Oil production from the Bakken formation has been active for 60 years and has applied three well completion design strategies in three different eras: mainly hydraulically fractured vertical wells before 1987, horizontal wells before 1991, and mainly multiple transverse fracture horizontal wells since 2006. Reported production data enables comparisons of well performance during these eras.

This study employs the log-log graph of rate (q) versus material balance time (Q/q) to diagnose transient (slope −¼ or −½) and boundary dominated flow (BDF) (slope −1) behavior. Wells from the 3 eras show mainly 3 types of flow regime sequences seen as straight trends on the log-log graph of rate versus material balance time: −¼ to −1, −½ to −1 and −¼ to −½ to −1. Flow geometries corresponding to various flow regime sequences are related to specific well and formation characteristics.

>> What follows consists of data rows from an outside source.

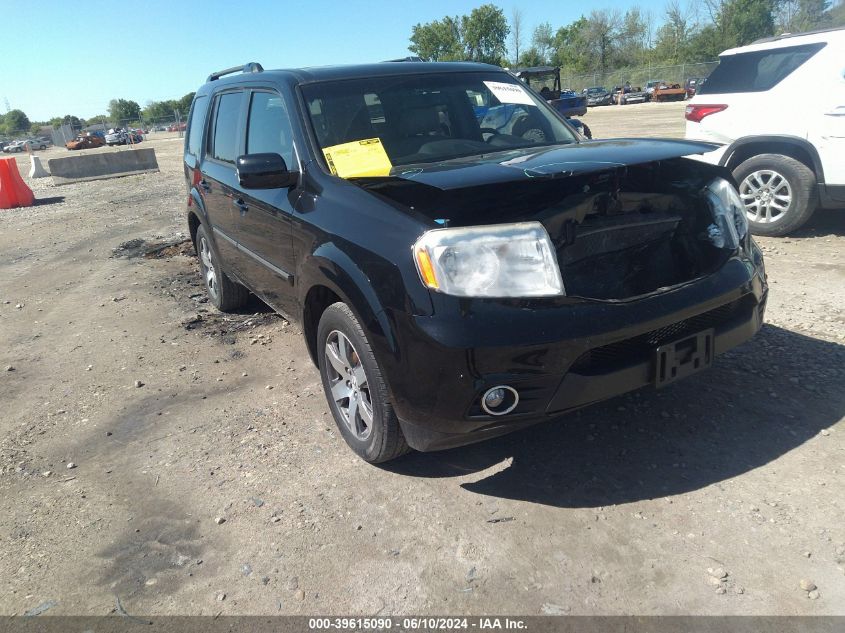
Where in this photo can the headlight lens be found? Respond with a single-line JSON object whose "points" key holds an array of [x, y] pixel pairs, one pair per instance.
{"points": [[506, 260], [730, 224]]}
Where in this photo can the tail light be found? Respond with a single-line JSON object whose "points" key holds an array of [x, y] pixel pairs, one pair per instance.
{"points": [[695, 113]]}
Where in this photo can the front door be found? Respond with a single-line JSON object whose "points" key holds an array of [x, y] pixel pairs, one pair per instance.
{"points": [[264, 215], [219, 181]]}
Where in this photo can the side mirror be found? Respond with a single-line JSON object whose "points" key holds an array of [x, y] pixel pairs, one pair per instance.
{"points": [[264, 171]]}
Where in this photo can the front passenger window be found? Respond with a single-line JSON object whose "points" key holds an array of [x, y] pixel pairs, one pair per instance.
{"points": [[226, 127], [269, 127]]}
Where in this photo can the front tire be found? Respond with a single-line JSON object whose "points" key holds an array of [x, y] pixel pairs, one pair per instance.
{"points": [[355, 389], [779, 193], [225, 294]]}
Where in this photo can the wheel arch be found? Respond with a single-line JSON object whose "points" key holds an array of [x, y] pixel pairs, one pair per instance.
{"points": [[793, 146], [330, 275]]}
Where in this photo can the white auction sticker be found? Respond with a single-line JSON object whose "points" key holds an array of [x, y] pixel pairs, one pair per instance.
{"points": [[509, 93]]}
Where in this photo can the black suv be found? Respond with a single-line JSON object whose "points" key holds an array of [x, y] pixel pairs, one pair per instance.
{"points": [[462, 262]]}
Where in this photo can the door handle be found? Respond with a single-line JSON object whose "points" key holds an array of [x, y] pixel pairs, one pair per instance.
{"points": [[241, 205]]}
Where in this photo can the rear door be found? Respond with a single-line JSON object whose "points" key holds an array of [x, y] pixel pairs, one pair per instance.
{"points": [[218, 180], [766, 91], [827, 129], [265, 215]]}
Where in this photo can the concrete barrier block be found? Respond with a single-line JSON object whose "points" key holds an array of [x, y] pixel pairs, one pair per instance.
{"points": [[37, 169], [102, 165]]}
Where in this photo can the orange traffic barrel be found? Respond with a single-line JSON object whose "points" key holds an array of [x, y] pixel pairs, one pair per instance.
{"points": [[13, 190]]}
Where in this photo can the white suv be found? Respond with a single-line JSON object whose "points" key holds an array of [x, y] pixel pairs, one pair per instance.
{"points": [[777, 108]]}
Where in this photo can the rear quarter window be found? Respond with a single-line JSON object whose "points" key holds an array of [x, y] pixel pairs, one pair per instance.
{"points": [[224, 143], [757, 71], [196, 124]]}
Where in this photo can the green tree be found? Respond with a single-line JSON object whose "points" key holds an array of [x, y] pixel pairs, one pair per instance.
{"points": [[15, 122], [184, 104], [571, 46], [531, 57], [633, 36], [485, 32], [67, 119], [603, 28], [438, 41], [673, 38], [796, 16], [543, 42], [121, 110], [749, 20]]}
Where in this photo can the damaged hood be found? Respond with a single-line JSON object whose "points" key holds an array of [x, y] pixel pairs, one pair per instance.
{"points": [[534, 183], [560, 161]]}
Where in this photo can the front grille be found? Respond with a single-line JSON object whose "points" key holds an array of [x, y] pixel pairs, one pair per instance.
{"points": [[635, 350]]}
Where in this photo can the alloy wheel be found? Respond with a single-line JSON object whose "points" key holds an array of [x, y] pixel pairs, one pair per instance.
{"points": [[208, 269], [767, 196], [349, 385]]}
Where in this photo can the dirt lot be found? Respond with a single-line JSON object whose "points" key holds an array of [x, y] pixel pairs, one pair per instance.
{"points": [[134, 416]]}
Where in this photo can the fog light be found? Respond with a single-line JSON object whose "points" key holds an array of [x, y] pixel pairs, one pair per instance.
{"points": [[499, 400]]}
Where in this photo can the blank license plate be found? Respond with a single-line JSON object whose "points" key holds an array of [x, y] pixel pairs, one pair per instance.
{"points": [[682, 358]]}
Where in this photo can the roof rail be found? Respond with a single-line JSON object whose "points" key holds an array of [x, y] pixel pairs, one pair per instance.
{"points": [[251, 67], [783, 36], [404, 59]]}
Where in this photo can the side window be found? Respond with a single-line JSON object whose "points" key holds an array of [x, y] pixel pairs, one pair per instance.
{"points": [[225, 140], [757, 71], [197, 124], [269, 127]]}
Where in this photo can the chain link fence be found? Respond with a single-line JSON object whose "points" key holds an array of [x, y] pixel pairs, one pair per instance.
{"points": [[638, 76]]}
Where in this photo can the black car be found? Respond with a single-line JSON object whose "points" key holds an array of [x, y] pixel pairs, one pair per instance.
{"points": [[597, 95], [456, 281]]}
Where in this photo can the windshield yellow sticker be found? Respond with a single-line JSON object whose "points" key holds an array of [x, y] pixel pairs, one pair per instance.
{"points": [[358, 158]]}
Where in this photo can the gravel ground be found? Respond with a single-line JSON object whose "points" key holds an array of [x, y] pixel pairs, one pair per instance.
{"points": [[157, 457]]}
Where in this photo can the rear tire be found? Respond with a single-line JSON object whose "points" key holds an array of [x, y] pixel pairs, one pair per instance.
{"points": [[779, 193], [355, 389], [225, 294]]}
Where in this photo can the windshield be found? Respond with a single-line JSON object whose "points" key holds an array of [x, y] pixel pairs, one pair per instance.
{"points": [[431, 118]]}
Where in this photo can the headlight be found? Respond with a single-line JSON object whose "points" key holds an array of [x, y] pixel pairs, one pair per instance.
{"points": [[730, 224], [507, 260]]}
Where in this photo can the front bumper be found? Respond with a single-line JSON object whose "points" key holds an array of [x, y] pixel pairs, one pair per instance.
{"points": [[559, 354]]}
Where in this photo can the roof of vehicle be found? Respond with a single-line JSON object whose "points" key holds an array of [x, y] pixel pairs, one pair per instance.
{"points": [[790, 39], [535, 70], [358, 71]]}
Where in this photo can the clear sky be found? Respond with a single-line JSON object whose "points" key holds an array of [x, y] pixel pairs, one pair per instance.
{"points": [[72, 56]]}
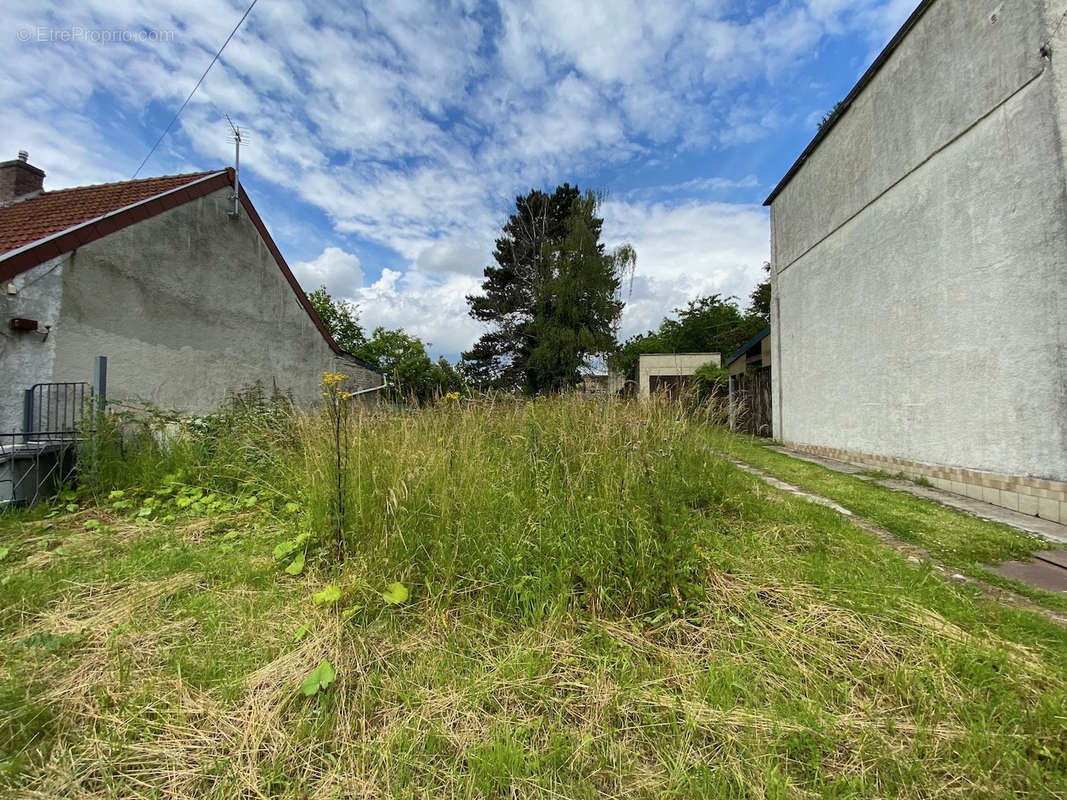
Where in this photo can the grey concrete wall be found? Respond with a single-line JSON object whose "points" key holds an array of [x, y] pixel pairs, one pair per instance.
{"points": [[670, 364], [920, 302], [27, 357], [188, 306]]}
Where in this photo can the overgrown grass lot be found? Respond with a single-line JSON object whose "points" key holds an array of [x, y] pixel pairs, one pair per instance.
{"points": [[554, 598]]}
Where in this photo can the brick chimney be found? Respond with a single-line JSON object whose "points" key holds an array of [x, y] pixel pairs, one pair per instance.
{"points": [[19, 179]]}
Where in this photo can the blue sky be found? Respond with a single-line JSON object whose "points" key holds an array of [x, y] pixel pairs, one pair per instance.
{"points": [[387, 141]]}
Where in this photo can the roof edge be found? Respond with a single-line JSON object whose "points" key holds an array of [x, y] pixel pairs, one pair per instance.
{"points": [[20, 259], [850, 97], [283, 265], [748, 345]]}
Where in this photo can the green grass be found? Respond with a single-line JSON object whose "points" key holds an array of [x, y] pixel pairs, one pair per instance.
{"points": [[600, 607], [961, 541]]}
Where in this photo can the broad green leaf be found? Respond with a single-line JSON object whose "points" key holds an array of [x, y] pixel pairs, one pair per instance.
{"points": [[328, 596], [320, 677], [395, 594], [349, 612], [298, 564], [286, 548]]}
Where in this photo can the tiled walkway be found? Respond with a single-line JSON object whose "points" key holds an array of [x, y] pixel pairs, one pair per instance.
{"points": [[1048, 571]]}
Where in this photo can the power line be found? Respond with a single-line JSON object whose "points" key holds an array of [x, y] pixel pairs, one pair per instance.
{"points": [[178, 113]]}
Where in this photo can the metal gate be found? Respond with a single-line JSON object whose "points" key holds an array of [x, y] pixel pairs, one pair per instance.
{"points": [[35, 463]]}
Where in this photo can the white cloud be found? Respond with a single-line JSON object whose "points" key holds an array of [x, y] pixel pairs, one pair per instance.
{"points": [[685, 251], [452, 256], [412, 125], [335, 269], [432, 307]]}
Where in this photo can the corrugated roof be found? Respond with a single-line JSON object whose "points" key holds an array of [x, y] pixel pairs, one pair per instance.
{"points": [[37, 218], [748, 345]]}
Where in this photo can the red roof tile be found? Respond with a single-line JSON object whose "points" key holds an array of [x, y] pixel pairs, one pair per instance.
{"points": [[31, 220]]}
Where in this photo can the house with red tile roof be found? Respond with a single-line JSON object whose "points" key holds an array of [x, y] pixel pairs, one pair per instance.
{"points": [[179, 286]]}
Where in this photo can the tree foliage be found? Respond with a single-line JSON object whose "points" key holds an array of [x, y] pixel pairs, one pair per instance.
{"points": [[552, 299], [340, 318], [401, 357], [407, 366], [709, 324]]}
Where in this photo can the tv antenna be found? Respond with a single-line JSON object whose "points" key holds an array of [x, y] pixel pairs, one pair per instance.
{"points": [[236, 137]]}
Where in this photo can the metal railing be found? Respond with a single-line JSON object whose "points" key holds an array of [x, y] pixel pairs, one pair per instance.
{"points": [[37, 462], [52, 411], [34, 470]]}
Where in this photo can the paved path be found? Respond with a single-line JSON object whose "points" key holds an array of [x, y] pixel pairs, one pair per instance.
{"points": [[916, 555], [1045, 528]]}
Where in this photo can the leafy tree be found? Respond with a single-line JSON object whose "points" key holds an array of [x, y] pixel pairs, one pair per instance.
{"points": [[552, 299], [340, 318], [709, 324], [403, 360], [400, 356]]}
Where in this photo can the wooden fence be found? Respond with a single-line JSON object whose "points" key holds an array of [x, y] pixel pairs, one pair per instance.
{"points": [[750, 402]]}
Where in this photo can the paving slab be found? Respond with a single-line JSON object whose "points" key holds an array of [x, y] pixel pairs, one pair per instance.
{"points": [[1053, 557], [1035, 573], [1045, 528], [1045, 572]]}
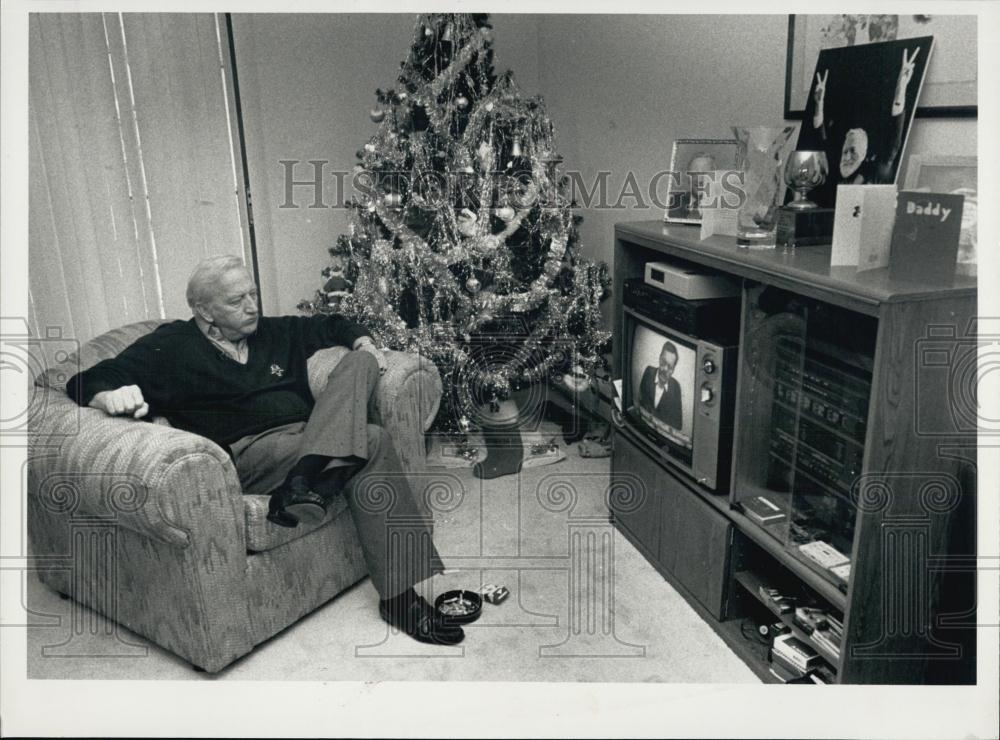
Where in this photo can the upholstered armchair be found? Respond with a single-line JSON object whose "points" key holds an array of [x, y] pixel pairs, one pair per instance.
{"points": [[149, 526]]}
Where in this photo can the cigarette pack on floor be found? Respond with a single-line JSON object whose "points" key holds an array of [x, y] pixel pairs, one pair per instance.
{"points": [[494, 594]]}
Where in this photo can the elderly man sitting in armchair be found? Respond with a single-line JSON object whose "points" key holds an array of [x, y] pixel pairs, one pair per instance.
{"points": [[240, 379]]}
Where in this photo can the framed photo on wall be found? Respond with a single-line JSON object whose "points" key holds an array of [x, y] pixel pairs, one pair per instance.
{"points": [[959, 176], [951, 80], [693, 163], [860, 109]]}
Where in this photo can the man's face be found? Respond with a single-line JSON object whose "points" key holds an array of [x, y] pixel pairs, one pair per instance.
{"points": [[234, 307], [700, 164], [854, 151], [668, 361]]}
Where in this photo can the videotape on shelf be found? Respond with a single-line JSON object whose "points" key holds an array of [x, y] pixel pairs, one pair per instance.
{"points": [[795, 651], [762, 510]]}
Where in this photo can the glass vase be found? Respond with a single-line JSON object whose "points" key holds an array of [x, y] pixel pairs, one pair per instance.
{"points": [[763, 151]]}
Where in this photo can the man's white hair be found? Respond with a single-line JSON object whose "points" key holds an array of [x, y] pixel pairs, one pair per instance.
{"points": [[204, 281]]}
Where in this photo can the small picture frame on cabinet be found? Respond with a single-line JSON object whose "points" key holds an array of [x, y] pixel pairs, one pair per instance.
{"points": [[692, 165]]}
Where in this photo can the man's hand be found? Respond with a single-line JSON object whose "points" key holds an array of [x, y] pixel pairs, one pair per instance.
{"points": [[125, 400], [367, 344], [819, 95], [903, 81]]}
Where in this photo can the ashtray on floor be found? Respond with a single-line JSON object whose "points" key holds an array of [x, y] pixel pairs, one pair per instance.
{"points": [[459, 607]]}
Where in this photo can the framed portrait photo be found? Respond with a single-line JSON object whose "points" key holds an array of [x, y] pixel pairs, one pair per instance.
{"points": [[860, 109], [952, 77], [958, 176], [693, 163]]}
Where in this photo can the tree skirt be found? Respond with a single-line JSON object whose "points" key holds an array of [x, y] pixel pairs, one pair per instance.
{"points": [[539, 449]]}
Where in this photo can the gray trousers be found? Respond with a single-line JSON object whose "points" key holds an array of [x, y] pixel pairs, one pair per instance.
{"points": [[395, 533]]}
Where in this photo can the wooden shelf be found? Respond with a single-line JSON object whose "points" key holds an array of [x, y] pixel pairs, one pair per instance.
{"points": [[882, 394], [804, 270], [751, 582]]}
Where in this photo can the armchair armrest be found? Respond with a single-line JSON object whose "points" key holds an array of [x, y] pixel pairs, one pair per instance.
{"points": [[163, 483]]}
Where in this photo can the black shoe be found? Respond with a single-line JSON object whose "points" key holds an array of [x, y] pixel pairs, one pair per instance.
{"points": [[421, 622], [294, 503]]}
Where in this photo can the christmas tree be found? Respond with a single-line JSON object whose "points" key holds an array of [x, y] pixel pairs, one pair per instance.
{"points": [[463, 244]]}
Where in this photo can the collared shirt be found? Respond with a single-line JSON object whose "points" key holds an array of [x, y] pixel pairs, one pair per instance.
{"points": [[237, 350], [660, 388]]}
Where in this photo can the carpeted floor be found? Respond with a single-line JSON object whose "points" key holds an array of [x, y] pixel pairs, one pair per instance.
{"points": [[584, 606]]}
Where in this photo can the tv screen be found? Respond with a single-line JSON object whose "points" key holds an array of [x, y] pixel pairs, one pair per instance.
{"points": [[661, 383]]}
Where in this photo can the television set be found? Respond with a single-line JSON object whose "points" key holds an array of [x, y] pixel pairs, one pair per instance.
{"points": [[678, 388]]}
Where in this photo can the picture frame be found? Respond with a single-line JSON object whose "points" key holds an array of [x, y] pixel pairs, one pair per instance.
{"points": [[950, 86], [860, 111], [959, 176], [689, 184]]}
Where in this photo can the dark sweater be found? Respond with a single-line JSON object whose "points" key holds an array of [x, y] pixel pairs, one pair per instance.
{"points": [[198, 387]]}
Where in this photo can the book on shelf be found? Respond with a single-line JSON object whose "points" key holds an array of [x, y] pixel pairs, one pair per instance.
{"points": [[786, 671], [762, 510], [796, 652], [825, 639], [824, 554]]}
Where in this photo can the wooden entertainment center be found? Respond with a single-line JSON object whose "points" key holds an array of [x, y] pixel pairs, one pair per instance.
{"points": [[882, 372]]}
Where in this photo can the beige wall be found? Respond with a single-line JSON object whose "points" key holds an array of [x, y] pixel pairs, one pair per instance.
{"points": [[619, 89]]}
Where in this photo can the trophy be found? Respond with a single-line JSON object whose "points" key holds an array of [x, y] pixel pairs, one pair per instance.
{"points": [[804, 171], [801, 222]]}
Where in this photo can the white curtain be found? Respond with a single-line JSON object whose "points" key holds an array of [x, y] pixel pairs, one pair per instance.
{"points": [[134, 167]]}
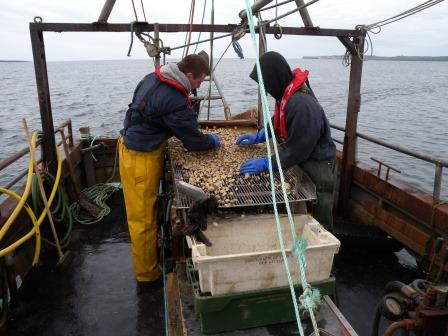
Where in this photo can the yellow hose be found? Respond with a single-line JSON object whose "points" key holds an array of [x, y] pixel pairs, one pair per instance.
{"points": [[25, 194], [22, 199], [33, 231]]}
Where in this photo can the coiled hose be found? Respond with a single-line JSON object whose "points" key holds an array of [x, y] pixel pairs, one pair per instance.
{"points": [[35, 231]]}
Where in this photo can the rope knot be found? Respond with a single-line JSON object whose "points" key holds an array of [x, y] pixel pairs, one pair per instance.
{"points": [[298, 248], [310, 298]]}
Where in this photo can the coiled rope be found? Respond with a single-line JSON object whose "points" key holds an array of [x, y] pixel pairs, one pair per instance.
{"points": [[309, 297], [98, 193]]}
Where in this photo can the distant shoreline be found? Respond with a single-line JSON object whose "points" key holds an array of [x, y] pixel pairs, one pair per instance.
{"points": [[11, 61], [387, 58]]}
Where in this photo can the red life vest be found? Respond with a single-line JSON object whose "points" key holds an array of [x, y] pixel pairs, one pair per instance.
{"points": [[280, 113], [173, 83]]}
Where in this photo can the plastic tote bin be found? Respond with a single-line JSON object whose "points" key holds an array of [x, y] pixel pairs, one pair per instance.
{"points": [[245, 253], [228, 312]]}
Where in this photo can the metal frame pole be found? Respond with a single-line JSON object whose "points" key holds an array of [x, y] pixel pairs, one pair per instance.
{"points": [[157, 42], [353, 107], [437, 184], [304, 14], [105, 12], [43, 93]]}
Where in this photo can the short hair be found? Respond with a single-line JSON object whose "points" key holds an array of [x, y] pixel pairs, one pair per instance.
{"points": [[195, 64]]}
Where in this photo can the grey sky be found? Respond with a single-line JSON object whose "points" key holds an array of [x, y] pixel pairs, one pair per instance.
{"points": [[421, 34]]}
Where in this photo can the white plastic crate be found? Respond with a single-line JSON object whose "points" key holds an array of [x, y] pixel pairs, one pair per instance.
{"points": [[245, 253]]}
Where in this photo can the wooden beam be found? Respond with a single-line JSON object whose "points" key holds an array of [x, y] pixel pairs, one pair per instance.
{"points": [[174, 314], [347, 44], [398, 228], [353, 107], [43, 93], [174, 28], [411, 200], [304, 14]]}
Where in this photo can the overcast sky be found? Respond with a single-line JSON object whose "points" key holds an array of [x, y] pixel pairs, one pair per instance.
{"points": [[423, 34]]}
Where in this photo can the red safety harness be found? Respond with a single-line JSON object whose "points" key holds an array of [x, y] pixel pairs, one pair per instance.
{"points": [[280, 109]]}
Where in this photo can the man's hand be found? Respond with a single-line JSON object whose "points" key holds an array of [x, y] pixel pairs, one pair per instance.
{"points": [[255, 166], [251, 139]]}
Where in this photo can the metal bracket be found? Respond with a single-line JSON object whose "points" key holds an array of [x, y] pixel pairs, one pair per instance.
{"points": [[348, 44]]}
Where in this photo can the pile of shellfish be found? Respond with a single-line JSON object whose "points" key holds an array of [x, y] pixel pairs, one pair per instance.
{"points": [[215, 170]]}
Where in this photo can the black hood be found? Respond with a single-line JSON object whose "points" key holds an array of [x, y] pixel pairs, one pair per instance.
{"points": [[276, 74]]}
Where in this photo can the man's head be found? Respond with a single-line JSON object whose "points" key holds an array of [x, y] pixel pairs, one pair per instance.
{"points": [[276, 74], [195, 68]]}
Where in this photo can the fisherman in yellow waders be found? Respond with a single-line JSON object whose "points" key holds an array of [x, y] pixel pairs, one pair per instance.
{"points": [[160, 109]]}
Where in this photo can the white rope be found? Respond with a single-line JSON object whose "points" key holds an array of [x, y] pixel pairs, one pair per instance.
{"points": [[267, 122], [188, 34], [202, 21], [409, 12]]}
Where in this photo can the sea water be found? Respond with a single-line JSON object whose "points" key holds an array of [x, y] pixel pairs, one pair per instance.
{"points": [[403, 103]]}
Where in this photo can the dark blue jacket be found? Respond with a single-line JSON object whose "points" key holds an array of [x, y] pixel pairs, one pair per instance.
{"points": [[182, 123], [309, 135]]}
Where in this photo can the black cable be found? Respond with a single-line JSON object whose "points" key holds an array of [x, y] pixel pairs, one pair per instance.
{"points": [[276, 5], [143, 9], [135, 12]]}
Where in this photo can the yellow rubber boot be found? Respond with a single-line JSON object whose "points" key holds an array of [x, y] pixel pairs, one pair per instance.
{"points": [[140, 174]]}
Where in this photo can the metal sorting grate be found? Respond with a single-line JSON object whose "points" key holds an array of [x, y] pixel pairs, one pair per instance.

Then we extrapolate the BDF behavior to estimate the EUR for each well when possible.

We observed that both the average well EUR and the average well rate at start of BDF behavior is highest for the multiple transverse fracture horizontal well completion design. This project also investigates the behavior of the GOR versus material balance time (MBT). Three types of GOR behavior were observed: constant, constant followed by sharp increase, or scattered. In all three eras, the EUR was highest in wells with constant GOR behavior followed by sharp increase. The sharp increase likely signals flow below the bubble point pressure. The lower EUR in wells that did not produce below the bubble point pressure shows that solution gas drive behavior enhances the EUR. Lower EUR in wells with scattered GOR behavior may be attributed to unstable well production.

This study shows how to use long term production behavior to gain important insights about well designs and why some wells have higher EUR and rate behavior.